L’article 213 confie au Président de la République la compétence de négocier et de ratifier les traités.
Il précise aussi que le Gouvernement ne peut conclure que des accords qui n’exigent pas de ratification, et seulement après délibération en Conseil des ministres.
L’article 214, quant à lui, est encore plus strict : les traités de paix, les accords engageant les finances publiques, ceux ayant un impact législatif, les conventions relatives aux conflits internationaux ou touchant au territoire national, doivent impérativement être ratifiés par une loi votée par le Parlement.
Toute modification territoriale requiert même un référendum.
Autrement dit, l’accord signé en juin ne peut produire d’effets juridiques internes qu’après son adoption par les deux chambres du Parlement. Sans cette étape, il demeure un engagement politique non contraignant.
Sur le plan du droit international également, la signature a une portée limitée : elle manifeste une intention, mais elle ne crée pas d’obligations juridiques lorsque la ratification est requise. C’est la ratification qui fait entrer l’État dans un engagement définitif vis-à-vis de ses partenaires et de son propre ordre juridique.
Ainsi, l’acte annoncé du 4 décembre s’apparente davantage à un signal diplomatique — un marqueur de volonté politique — qu’à une obligation opposable à l’État congolais.
Une asymétrie avec le Rwanda
La situation devient d’autant plus délicate que le Rwanda, de son côté, a déjà franchi l’étape parlementaire. Son Parlement a autorisé la ratification, plaçant Kigali dans une position juridique plus avancée.
La RDC, en revanche, se trouve dans une zone d’incertitude juridique et institutionnelle. Cette asymétrie crée plusieurs vulnérabilités :
- des contestations constitutionnelles possibles ;
- une absence de base légale pour appliquer certaines clauses de l’accord ;
- un écart entre l’engagement politique affiché et la capacité réelle d’exécution.
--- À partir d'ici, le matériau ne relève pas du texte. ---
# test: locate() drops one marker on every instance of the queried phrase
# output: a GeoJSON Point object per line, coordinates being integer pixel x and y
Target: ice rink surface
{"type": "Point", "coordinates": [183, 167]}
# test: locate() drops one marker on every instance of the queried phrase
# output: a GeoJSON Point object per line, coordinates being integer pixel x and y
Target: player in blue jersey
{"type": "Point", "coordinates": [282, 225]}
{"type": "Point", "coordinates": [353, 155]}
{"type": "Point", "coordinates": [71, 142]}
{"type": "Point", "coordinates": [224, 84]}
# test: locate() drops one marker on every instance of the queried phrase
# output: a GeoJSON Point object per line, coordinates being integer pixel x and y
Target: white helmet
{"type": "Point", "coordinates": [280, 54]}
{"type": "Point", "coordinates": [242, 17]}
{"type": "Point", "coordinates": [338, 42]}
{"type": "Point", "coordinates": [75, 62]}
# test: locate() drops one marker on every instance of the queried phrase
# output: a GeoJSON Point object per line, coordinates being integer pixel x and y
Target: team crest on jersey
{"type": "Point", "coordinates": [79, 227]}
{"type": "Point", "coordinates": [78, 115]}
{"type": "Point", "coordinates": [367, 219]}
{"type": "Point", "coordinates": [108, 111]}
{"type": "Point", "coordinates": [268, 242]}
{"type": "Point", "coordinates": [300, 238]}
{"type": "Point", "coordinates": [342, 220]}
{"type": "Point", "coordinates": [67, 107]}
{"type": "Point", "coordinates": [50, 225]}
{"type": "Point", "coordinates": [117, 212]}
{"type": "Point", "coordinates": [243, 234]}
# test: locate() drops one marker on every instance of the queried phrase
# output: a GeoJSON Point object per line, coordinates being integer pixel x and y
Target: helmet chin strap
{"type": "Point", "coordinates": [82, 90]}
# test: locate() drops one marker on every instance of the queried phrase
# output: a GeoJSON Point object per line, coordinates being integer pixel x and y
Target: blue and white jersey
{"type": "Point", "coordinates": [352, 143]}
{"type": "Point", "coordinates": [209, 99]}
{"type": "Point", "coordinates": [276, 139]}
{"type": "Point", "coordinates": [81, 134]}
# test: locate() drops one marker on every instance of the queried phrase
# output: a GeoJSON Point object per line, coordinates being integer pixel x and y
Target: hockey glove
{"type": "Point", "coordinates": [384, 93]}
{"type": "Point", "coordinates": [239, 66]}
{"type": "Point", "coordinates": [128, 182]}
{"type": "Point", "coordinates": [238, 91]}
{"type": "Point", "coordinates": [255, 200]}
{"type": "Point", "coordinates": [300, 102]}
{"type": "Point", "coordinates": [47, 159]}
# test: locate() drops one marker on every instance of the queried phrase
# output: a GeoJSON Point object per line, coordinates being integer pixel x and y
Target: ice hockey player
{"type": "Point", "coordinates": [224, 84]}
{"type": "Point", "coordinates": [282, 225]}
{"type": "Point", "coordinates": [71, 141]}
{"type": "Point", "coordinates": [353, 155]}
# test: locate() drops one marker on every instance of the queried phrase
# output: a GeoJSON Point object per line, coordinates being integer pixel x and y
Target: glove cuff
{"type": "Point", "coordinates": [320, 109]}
Tant que la loi de ratification n’aura pas été adoptée, le texte restera exposé à une fragilité institutionnelle, susceptible d’affaiblir l’équilibre recherché dans le processus de paix.
Un geste fort… mais encore insuffisant
L’acte du 4 décembre aura sans aucun doute une importante dimension symbolique. Il réaffirmera la volonté du Président Tshisekedi d’avancer dans la voie du dialogue, tout en rassurant les partenaires internationaux impliqués dans la médiation.
Cependant, la symbolique ne peut se substituer à la procédure constitutionnelle.
Seule la ratification parlementaire permettra à l’accord de s’inscrire pleinement dans la légalité congolaise et d’être mis en œuvre sans risque de contestation.
Pour une paix durable, l’ancrage juridique est essentiel
Dans un pays meurtri par des décennies de conflits à l’Est, les populations attendent plus que des annonces ou des gestes diplomatiques. Elles aspirent à des garanties tangibles : sécurité durable, fin du soutien aux groupes armés, retour des déplacés, restauration de l’autorité de l’État.
Pour que l’accord de Washington devienne un instrument pérenne de pacification, il doit sortir du registre de l’intention et s’ancrer pleinement dans le droit. La ratification par le Parlement congolais sera l’étape déterminante pour transformer un signal politique en engagement juridique solide.